2)    Wie wollen Sie das Problem der fehlenden Möglichkeit für ältere geistig

       behinderte Menschen, in Pension zu gehen, lösen?

 

3)    Planen Sie, die verschiedenen Landesgesetze zur sozialen Absicherung von

       behinderten Menschen zu harmonisieren?

       Wenn ja, in welcher Form?

       Wenn nein, warum nicht?

 

4)    Haben Sie die Absicht, die Arbeitsplätze in der Beschäftigungstherapie in

       reguläre Dienstverhältnisse mit sozialrechtlicher Absicherung umzuwandeln?

       Wenn ja, wann?

       Wenn nein, warum nicht?

 

5)    Auch behinderte Arbeitskräfte, die von Behindertenwerkstätten an Firmen

       verliehen werden, haben keine sozialrechtliche Absicherung.

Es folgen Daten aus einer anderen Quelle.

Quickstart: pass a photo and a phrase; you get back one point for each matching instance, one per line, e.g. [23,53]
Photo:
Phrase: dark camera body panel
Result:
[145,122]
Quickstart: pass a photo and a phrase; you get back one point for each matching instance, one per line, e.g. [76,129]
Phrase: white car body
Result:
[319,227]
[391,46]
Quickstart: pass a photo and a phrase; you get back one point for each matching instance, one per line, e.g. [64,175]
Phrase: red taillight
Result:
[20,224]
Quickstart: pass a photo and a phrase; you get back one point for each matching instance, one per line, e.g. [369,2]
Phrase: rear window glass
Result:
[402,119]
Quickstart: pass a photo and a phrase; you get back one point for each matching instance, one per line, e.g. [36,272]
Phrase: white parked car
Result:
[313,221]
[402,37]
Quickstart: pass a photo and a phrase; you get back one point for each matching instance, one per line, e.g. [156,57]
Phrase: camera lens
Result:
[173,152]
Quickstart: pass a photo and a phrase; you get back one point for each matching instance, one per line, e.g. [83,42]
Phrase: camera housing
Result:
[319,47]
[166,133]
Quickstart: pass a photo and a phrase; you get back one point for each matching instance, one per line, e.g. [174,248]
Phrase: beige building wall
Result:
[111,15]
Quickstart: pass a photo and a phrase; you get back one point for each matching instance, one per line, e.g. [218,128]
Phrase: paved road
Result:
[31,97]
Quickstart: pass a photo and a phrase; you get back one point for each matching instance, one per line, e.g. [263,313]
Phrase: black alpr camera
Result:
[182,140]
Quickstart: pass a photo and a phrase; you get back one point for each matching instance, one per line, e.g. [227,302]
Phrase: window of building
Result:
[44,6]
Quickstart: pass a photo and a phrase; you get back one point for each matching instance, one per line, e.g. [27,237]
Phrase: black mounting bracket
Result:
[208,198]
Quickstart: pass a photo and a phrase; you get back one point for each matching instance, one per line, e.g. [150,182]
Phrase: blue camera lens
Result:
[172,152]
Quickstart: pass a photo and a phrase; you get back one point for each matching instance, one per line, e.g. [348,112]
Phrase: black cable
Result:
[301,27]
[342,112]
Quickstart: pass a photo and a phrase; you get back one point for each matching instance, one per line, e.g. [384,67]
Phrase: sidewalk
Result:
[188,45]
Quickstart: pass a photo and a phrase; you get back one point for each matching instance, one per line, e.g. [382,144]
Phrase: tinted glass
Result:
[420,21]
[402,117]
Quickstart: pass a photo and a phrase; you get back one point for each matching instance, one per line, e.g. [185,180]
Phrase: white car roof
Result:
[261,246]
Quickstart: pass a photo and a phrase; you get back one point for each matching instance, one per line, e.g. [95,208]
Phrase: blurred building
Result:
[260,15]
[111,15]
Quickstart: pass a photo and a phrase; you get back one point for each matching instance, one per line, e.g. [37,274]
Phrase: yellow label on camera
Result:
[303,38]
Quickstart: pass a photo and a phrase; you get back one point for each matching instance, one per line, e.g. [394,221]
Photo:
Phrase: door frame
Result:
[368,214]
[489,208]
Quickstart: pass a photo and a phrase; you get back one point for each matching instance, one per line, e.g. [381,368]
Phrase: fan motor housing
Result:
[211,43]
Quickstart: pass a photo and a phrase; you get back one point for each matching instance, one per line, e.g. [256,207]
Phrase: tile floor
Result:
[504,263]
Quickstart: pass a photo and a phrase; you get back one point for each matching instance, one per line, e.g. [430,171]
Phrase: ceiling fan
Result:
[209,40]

       Haben Sie vor, dies zu verändern?

 

6)    Werden Sie auch die ArbeitnehmerInnenvertretungen kontaktieren?

        wenn nein, warum nicht?

 

7)    Wie werden Sie strukturell vorsorgen, daß geistig behinderte Menschen auch

       im Alter ein Leben in Selbstbestimmung führen können?